The Dodgers leaving Brooklyn?
It was as inconceivable as the Notre Dame Fighting Irish leaving South Bend, Ind., the Packers leaving Green Bay or the Statue of Liberty being moved to Lake Michigan.
Yes, Brooklynites understood Ebbets Field was decaying and knew owner Walter O'Malley was frustrated by his inability to get New York city commissioner Robert Moses to approve O'Malley's plan for a new stadium. They had heard the rumors about Los Angeles.
And yet when conjecture became reality, it hit everyone hard, from fans on the street and in the seats to team personnel on the field and in the front office.
The resulting emotion is expressed in the memories that follow of those tumultuous times for a borough and its team:
Buzzie Bavasi, former Dodgers general manager: "Walter's attitude was, 'If it's 30 miles from Brooklyn, it might as well be 3,000 miles.' Flushing Meadows was not Brooklyn."
Billy DeLury, who has served in the Dodgers organization for over half a century: "It just wasn't fair. If I want to build a house and this is where I want to build it and someone says, 'You don't build a house unless I tell you where to build it,' I don't think that's right. And that's what happened with the ballpark.
"Would you have to change the name to the Flushing Dodgers?
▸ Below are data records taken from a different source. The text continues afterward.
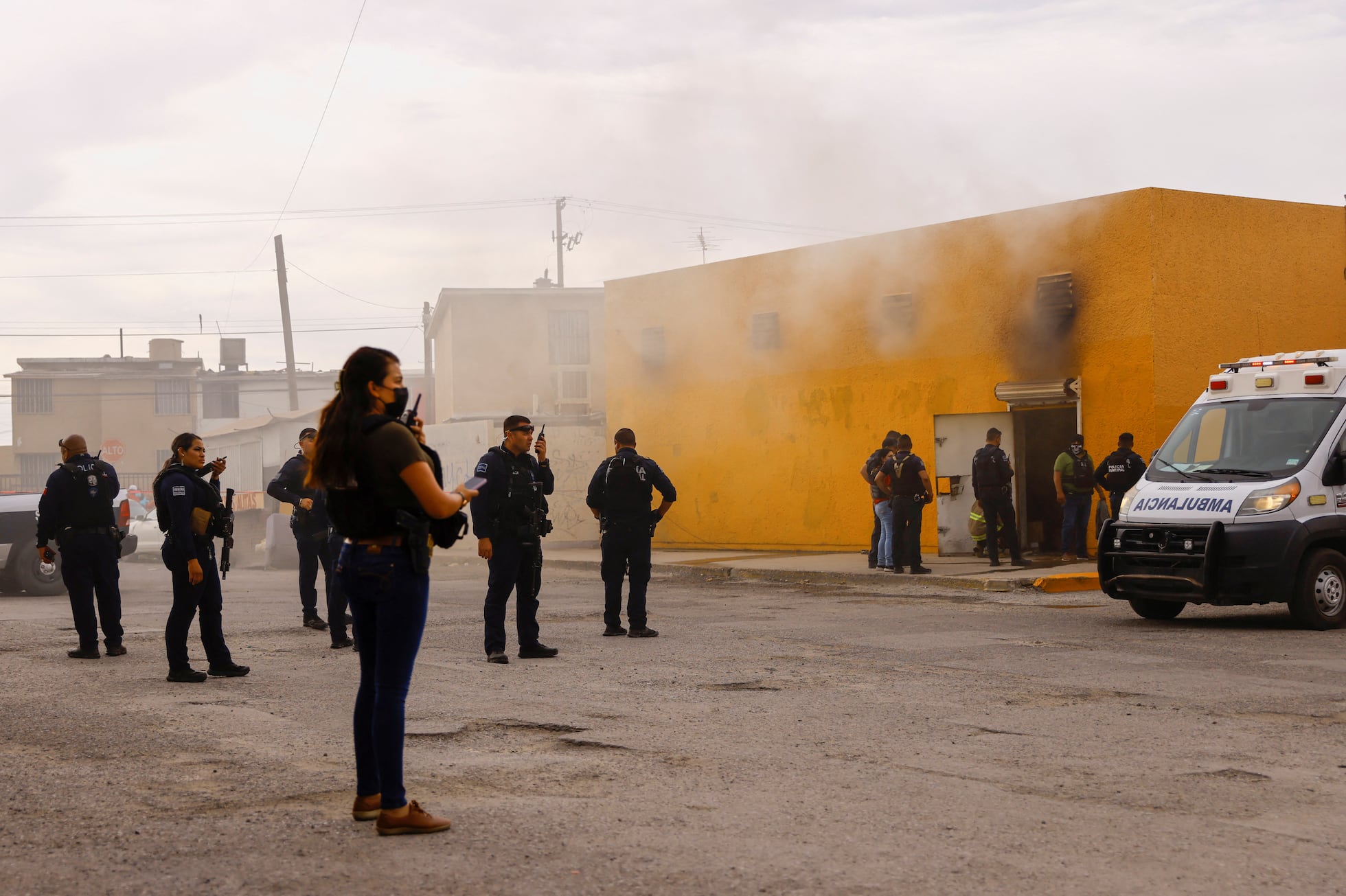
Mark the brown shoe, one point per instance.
(416, 821)
(367, 807)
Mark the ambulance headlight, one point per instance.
(1266, 501)
(1126, 499)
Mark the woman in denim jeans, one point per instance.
(372, 467)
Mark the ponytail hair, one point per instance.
(181, 441)
(338, 426)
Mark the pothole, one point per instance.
(740, 685)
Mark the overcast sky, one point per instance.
(841, 116)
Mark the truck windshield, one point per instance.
(1245, 440)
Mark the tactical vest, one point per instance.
(626, 489)
(523, 493)
(361, 512)
(202, 496)
(991, 472)
(91, 497)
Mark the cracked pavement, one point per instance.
(774, 739)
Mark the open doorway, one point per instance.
(1041, 435)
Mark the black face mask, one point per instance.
(399, 404)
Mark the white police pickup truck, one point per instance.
(1245, 502)
(21, 566)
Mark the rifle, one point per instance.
(227, 524)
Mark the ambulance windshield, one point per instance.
(1244, 440)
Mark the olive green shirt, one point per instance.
(392, 448)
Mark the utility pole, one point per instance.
(429, 415)
(560, 244)
(284, 325)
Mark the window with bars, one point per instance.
(220, 400)
(766, 330)
(172, 396)
(33, 396)
(652, 346)
(35, 467)
(567, 336)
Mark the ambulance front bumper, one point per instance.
(1211, 564)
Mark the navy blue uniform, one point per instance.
(909, 499)
(176, 494)
(624, 505)
(514, 483)
(76, 510)
(311, 531)
(991, 478)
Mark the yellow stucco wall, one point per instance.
(765, 444)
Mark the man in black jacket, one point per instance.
(509, 522)
(1120, 471)
(308, 522)
(76, 510)
(991, 478)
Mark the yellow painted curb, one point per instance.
(1072, 582)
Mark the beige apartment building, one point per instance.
(127, 408)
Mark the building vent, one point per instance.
(766, 332)
(166, 350)
(1057, 301)
(1038, 392)
(652, 346)
(233, 354)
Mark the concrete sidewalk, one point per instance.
(848, 568)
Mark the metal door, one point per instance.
(956, 439)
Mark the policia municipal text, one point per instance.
(385, 494)
(510, 522)
(619, 496)
(76, 510)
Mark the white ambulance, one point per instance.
(1245, 502)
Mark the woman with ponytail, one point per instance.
(189, 514)
(373, 467)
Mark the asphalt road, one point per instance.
(774, 739)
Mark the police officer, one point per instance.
(909, 483)
(190, 513)
(509, 522)
(991, 478)
(1120, 471)
(308, 522)
(619, 496)
(76, 509)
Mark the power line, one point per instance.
(134, 273)
(346, 294)
(321, 119)
(236, 332)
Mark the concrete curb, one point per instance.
(799, 576)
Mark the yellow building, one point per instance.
(761, 384)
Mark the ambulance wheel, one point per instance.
(1319, 600)
(1148, 608)
(29, 572)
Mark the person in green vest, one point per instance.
(1076, 485)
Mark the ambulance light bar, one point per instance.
(1239, 365)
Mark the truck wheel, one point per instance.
(29, 576)
(1148, 608)
(1319, 599)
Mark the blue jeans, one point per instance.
(388, 600)
(883, 512)
(1075, 524)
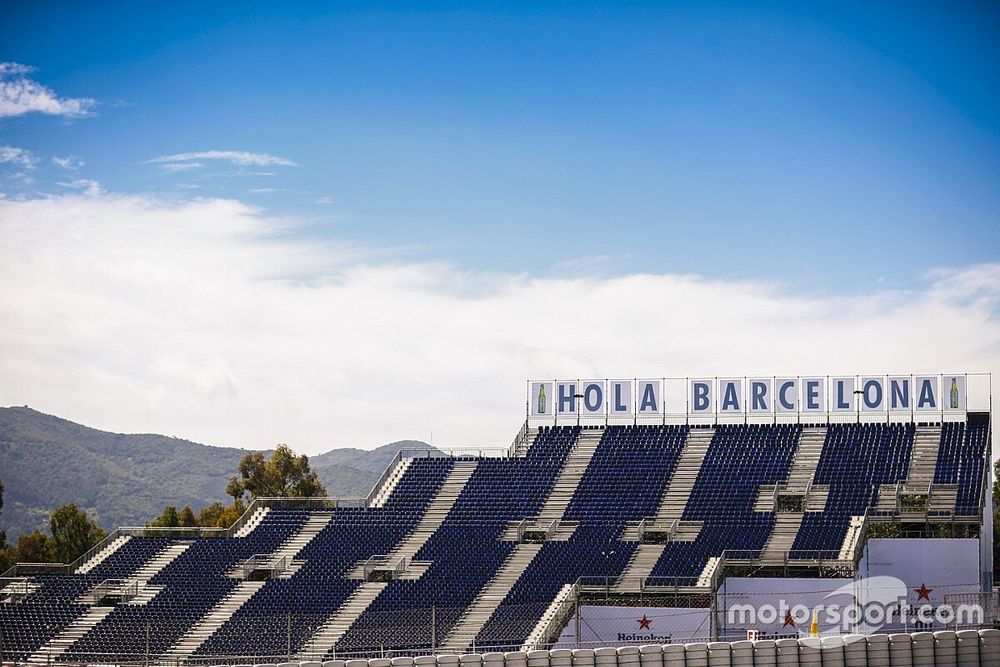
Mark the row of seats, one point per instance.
(624, 482)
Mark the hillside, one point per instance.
(124, 479)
I really, truly think Moses thought we would never leave."
Bavasi: "None of us blame Walter because we realized Ebbets Field needed a lot of work. My sister's father-in-law was the fire commissioner for Brooklyn. He could have condemned Ebbets Field, but because of his relationship with me, he told me to just do a few maintenance things and it would be all right. But even with that, it cost us plenty of money because we had to do a lot of work. To get it into condition where it would have been approved by the city would have cost us millions and we didn't have the millions at that time."
Boxing promoter Bob Arum, who grew up in that borough: "When I think of Brooklyn, the only thing that really mattered was baseball. Ebbets Field was less than a mile from where I lived. It was 25 cents for the bleachers. They used to play a lot of doubleheaders, so our mothers packed lunches because we would be there for eight hours.
"The players lived in the area you lived. [Manager] Charlie Dressen lived a few blocks away. You'd see the players in restaurants. There was a pitcher, Freddie Fitzsimmons, who had a bowling alley. It was really more than just a team."
"The Dodgers were the symbol of Brooklyn. They gave us an identity, set us apart from Manhattan and Queens. When you lived in Brooklyn, everything else was Tokyo." The Brooklyn Dodgers became the Los Angeles Dodgers at the end of the 1957 season.